One potential mechanism to slow HIV transmission is the use of antiretroviral drugs (ARVs) to reduce HIV RNA concentrations in infectious secretions. ARV therapy has been shown reliably to decrease HIV RNA concentrations in the genital tract (GT),11-14 and lower semen HIV RNA concentrations are expected to decrease the efficiency of sexual transmission. Chakraborty and colleagues4 predict that a semen HIV RNA concentration of 100,000 copies/mL would result in transmission in 1 per 100 episodes of heterosexual intercourse, whereas a seminal viral load of 1000 copies/mL would decrease the probability of transmission to 3 per 10,000 acts. The relation between HIV RNA concentrations in blood plasma (BP) and semen is imperfect,15-18 and careful examination of viral sequences demonstrates that BP and GT can be viewed as separate viral compartments.19-21 Persistent GT HIV RNA shedding in subjects receiving ARVs has been reported,22 and long-lived resistant variants in the GT represent a particular problem for rebound viremia23 and transmitted resistance.19 It seems likely that poor penetration or altered metabolism of ARVs in the GT contribute to this problem.24
Nucleoside reverse transcriptase inhibitors (NRTIs) such as lamivudine (3TC) and zidovudine (ZDV) form the backbone of a typical ARV regimen, and this combination is currently recommended as an alternative option for initial treatment of HIV infection by the US Department of Health and Human Services.25 Random BP and seminal plasma (SP) concentrations of these drugs have been measured previously,14,26,27 and investigators have noted ZDV and 3TC concentrations to be 2 to 9 times higher in SP than in BP. As with all NRTIs, however, the active moiety is the triphosphate (TP) metabolite formed by intracellular enzymatic processes.28 Higher intracellular 3TC-TP and ZDV-TP concentrations in peripheral blood mononuclear cells (PBMCs) have been correlated with a faster decline in HIV RNA concentrations and an increase in CD4 T-cell counts.29 TP concentrations have not been previously characterized in GT mononuclear cells but are likely critical for NRTI efficacy locally. Here, we report on a comprehensive evaluation of extracellular and intracellular ZDV and 3TC concentrations in the male GT over a 12-hour dosing interval under steady-state conditions.

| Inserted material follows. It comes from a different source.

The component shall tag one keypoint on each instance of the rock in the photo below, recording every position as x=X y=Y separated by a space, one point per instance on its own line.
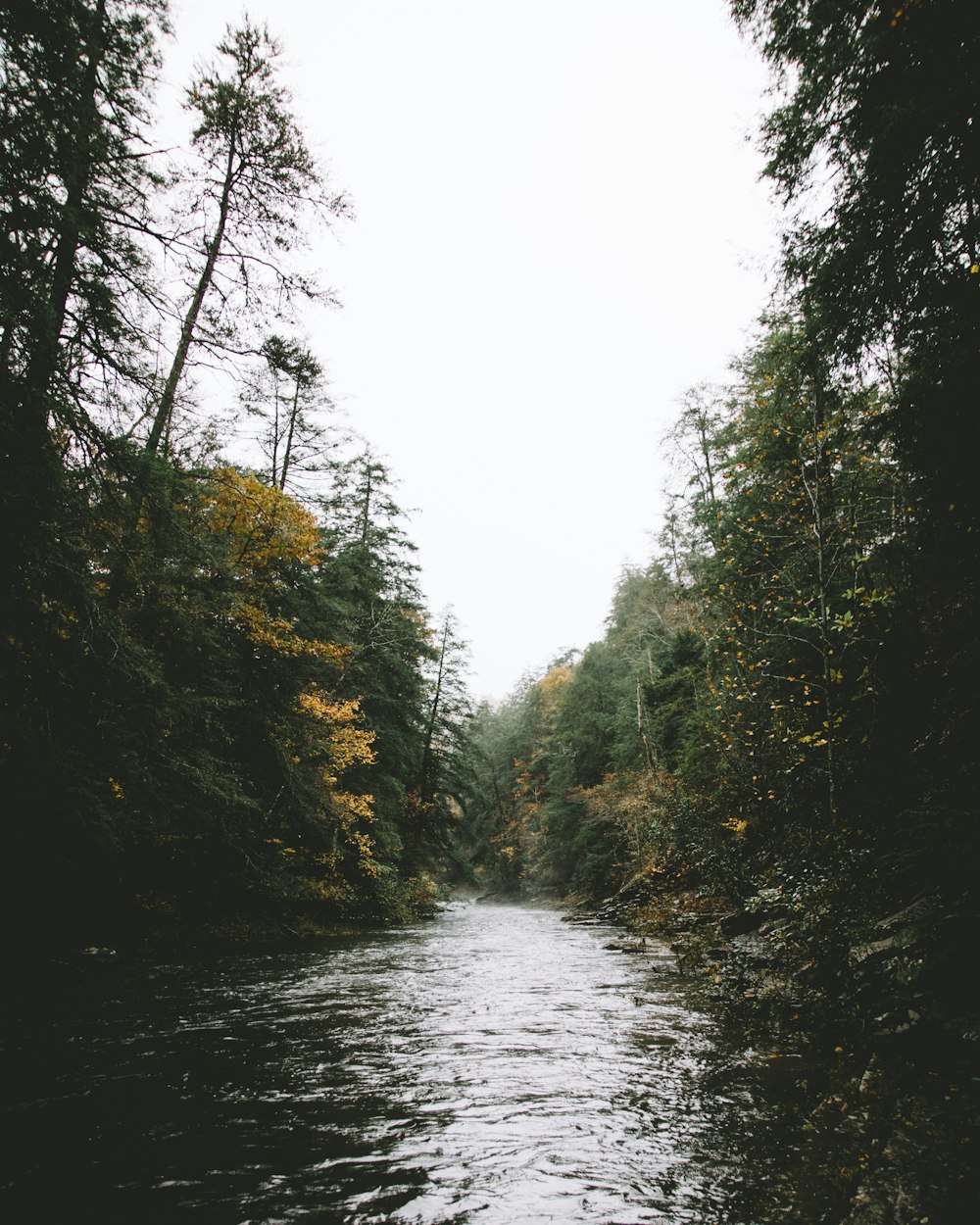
x=741 y=922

Study Design and Population
HIV-infected adult male subjects receiving ZDV/3TC twice daily as part of their ARV regimen were enrolled in a nonblind, open-label, descriptive pharmacokinetic (PK) study to assess the relation between parent drug concentration, intracellular drug metabolite concentrations, and HIV-1 RNA concentrations in BP and SP from May 2000 to June 2003. Subjects were recruited from the Infectious Disease Clinic at the University of North Carolina at Chapel Hill. Exclusion criteria included: age ≤17 years; vasectomy; active bacterial, fungal, or opportunistic GT or systemic infection at the time of enrollment; unwilling or unable to donate semen; abnormal blood chemistries or blood cell counts; or unable to receive ZDV/3TC for any reason. This protocol was approved by the Biomedical Institutional Review Board of the University of North Carolina at Chapel Hill.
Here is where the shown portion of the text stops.